Per legge, se sono presenti alcune circostanze su numero degli
individui, localizzazione e tipologia della colonia, le ASL di zona
pertinenti si devono assumere la responsabilità della sanità di
tutti gli appartenenti alla colonia stessa.
Le norme applicative di legge possono variare poichè
a carattere comunale, quindi si invitano gli interessati ad approfondire
tali argomenti nelle sedi opportune.
Le responsabilità sanitarie verranno espletate solo dopo il
riconoscimento che avviene su segnalazione e richiesta degli abitanti
del posto e dopo il controllo da parte dei veterinari della ASL.
Dopo le formalità del riconoscimento della colonia sarà di competenza
delle stesse ASL, supportati magari dagli stessi abitanti del luogo o da
volontari di associazioni amanti degli animali per le eventuali catture,
la gestione sanitaria dei gatti della colonia come le
sterilizzazioni delle gatte, al fine del controllo del numero degli
appartenenti alla colonia stessa, o di altre prestazioni mediche o
chirurgiche che si dovessero rendere necessarie.
Le colonie riconosciute godono quindi di assistenza sanitaria
assolutamente gratuita il cui unico onere sarà la recisione (indolore)
della punta dell'orecchio dei soggetti sterilizzati al fine di un
successivo facile riconoscimento.
Nel caso di soggetti malati appartenenti a colonie, riconosciute o meno,
i responsabili ad intervenire per legge sono i vigili urbani. Questo è
l'unico corpo pubblico obbligato ad intervenire in caso di emergenze,
altri corpi di sicurezza come carabinieri, polizia ecc potranno solo
essere invitati ad agire ed il più delle volte intervengono per innata
disponibilità di cui andrebbero sempre ringraziati.

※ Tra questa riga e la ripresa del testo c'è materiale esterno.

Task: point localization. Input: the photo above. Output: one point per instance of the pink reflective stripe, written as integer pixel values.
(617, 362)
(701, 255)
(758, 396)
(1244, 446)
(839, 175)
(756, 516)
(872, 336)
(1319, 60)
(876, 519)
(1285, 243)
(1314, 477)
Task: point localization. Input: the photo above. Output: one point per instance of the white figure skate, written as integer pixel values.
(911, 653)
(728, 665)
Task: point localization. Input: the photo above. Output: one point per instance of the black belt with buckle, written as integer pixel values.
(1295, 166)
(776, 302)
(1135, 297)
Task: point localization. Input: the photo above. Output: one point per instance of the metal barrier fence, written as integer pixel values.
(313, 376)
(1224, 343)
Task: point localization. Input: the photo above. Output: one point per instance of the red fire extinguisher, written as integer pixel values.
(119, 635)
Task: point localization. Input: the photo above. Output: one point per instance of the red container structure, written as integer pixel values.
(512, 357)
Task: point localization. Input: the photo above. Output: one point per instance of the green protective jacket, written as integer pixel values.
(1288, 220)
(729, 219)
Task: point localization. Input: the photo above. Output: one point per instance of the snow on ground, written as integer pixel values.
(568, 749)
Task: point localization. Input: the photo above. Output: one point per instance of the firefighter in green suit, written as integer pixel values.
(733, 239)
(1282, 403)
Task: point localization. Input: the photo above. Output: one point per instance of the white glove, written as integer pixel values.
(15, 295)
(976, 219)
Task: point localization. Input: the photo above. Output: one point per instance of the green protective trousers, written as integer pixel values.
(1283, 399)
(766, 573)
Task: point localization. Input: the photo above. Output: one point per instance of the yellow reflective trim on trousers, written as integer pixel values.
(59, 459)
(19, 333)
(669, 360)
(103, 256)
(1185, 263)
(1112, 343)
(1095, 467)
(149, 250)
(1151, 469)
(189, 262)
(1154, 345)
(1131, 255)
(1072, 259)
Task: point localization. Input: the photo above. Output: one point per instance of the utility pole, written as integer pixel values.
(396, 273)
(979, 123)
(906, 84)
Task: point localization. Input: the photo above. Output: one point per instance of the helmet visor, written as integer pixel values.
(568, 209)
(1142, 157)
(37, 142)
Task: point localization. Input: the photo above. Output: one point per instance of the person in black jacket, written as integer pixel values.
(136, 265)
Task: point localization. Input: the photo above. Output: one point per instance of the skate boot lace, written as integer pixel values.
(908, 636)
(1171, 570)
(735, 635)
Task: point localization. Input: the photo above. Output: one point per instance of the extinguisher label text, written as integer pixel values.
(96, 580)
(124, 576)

Stesso discorso vale quando si allerta un
veterinario libero professionista, quindi non dipendente della ASL. Ad
ogni richiesta di intervento, non ci si dovrà meravigliare se farà
seguito una parcella a chi a richiesto l'intervento stesso.
In alcuni casi le parcelle presentate ricoprono solo i costi vivi o in
altri casi vengono fornite intere prestazioni gratuite. Anche in questo
caso ricordiamoci che i veterinari liberi professionisti non sono
obbligati a tali comportamenti e in questi casi ringraziamoli per la
generosa disponibilità.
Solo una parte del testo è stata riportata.